It's time that we set an example for our children and put down the devices. Here are some tips that will help you and your kids slowly unplug:
Remove the TV from the bedroom. Take the TV out of your room and your child's room. Screen time at bedtime has been shown to influence sleep patterns and lead to less sleep and increased behavior problems.
Ban electronics from the dinner table. Make mealtime an electronics-free zone – no TV, no smartphone, no tablet on the table. Eating with screens on makes you more likely to consume more calories and less likely to have a conversation with your child. Take the time to find out what happened in your child's day instead of reading posts about what's happening in other people's lives.
Put limitations on screen time. Limit as much screen time as possible – ideally no more than one hour per day. The more our children use electronics, the less physical activity they do. Fight the boredom by making a list of things to do to keep the kids occupied.
Set aside play time.
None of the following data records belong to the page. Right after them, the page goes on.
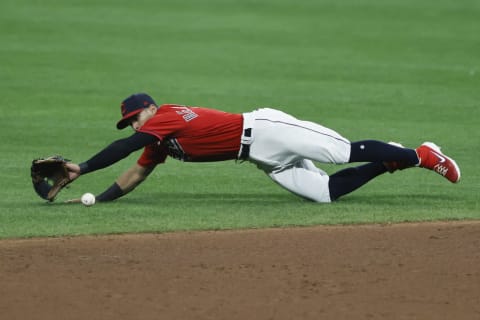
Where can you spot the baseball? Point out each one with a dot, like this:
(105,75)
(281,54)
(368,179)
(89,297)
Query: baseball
(88,199)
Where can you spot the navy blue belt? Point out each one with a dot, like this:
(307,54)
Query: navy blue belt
(245,148)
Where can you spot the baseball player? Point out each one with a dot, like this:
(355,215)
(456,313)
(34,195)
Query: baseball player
(279,144)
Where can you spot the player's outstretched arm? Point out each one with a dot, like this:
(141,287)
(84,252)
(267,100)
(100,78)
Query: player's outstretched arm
(130,179)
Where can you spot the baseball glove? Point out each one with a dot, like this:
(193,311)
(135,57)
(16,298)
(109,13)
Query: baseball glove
(49,176)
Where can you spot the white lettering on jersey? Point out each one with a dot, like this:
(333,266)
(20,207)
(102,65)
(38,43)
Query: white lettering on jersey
(187,113)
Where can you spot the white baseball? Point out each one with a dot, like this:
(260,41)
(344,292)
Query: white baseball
(88,199)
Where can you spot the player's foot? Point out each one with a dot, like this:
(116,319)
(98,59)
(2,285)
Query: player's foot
(393,166)
(432,158)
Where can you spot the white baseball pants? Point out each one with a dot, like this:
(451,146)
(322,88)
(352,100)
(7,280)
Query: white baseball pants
(284,148)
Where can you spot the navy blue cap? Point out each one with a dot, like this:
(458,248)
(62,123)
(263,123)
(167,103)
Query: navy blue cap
(132,106)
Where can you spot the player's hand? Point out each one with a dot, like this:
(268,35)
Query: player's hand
(73,170)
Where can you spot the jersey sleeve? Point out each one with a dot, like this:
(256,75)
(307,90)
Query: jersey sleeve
(152,155)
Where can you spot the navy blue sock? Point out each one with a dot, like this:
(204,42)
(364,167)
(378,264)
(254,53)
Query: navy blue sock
(350,179)
(377,151)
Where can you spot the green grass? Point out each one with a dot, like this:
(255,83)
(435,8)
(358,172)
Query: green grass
(406,71)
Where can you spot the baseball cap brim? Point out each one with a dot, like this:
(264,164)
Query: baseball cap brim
(123,123)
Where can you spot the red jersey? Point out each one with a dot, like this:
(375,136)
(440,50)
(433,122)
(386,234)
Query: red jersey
(192,134)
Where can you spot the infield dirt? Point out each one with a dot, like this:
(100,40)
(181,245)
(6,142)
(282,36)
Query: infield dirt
(404,271)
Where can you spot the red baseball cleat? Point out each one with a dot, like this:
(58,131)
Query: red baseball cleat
(432,158)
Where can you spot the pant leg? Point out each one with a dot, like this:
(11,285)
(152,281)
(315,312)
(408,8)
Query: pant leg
(304,179)
(280,140)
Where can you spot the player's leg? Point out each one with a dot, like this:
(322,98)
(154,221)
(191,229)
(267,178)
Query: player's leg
(304,179)
(378,151)
(350,179)
(395,156)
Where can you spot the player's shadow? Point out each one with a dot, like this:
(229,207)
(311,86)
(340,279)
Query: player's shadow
(216,198)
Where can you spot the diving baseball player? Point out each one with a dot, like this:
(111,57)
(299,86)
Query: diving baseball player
(278,143)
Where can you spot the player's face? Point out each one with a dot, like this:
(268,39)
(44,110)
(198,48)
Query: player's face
(142,117)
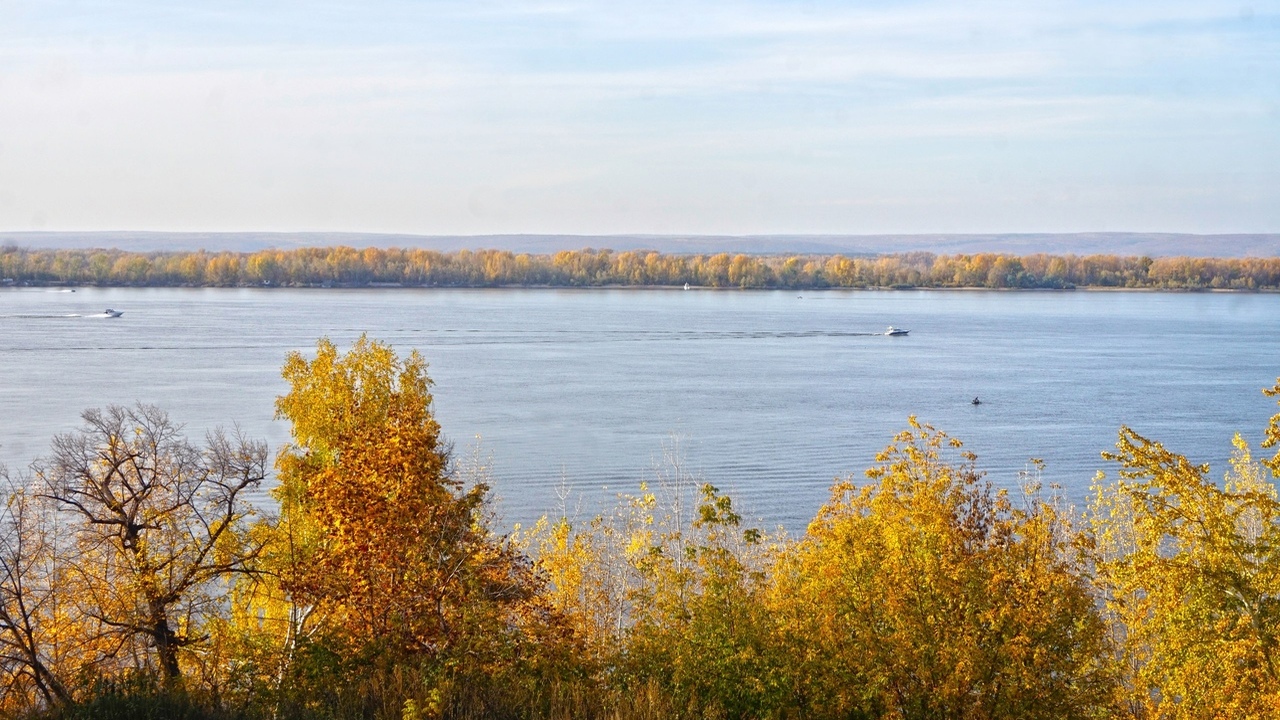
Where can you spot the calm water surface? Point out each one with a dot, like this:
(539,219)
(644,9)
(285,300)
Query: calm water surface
(769,395)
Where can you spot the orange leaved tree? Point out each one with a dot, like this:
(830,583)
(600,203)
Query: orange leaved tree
(388,552)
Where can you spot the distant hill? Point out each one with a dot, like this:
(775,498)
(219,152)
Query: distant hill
(1155,245)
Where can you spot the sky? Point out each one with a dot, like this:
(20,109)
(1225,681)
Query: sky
(722,117)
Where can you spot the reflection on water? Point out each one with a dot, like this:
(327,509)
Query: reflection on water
(771,395)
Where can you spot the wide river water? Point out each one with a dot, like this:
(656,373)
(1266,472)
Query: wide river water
(768,395)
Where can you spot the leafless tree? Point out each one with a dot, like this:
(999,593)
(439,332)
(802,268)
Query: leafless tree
(155,524)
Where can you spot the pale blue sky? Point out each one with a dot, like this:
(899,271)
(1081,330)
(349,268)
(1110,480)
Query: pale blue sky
(652,117)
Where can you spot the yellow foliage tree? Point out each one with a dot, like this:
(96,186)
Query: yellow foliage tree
(928,595)
(389,555)
(1191,574)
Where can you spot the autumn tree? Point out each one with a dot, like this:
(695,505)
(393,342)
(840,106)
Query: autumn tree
(388,550)
(926,593)
(1189,570)
(152,528)
(32,669)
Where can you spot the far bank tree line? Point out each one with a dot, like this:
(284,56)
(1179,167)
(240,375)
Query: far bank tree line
(136,580)
(348,267)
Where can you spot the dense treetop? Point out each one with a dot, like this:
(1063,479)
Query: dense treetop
(350,267)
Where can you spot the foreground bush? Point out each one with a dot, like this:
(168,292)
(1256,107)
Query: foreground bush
(135,582)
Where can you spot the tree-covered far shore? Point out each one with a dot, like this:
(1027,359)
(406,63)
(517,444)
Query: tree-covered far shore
(373,267)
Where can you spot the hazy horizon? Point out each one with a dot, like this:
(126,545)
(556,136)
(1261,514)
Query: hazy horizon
(728,117)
Show your child he or she is more important than the screen, and do things the old-fashioned way. Play with your kids, and let their imaginations run wild. Take them to the park, a museum or help them build a fort in the living room.
Get interactive with your children. There are times when screens are OK, but if you're going to use electronics, use them together as a family in an interactive way.
This summer, make a resolution to unplug as much as possible. By doing so, you'll not only create more memories with your children, you'll also help improve your family's well-being.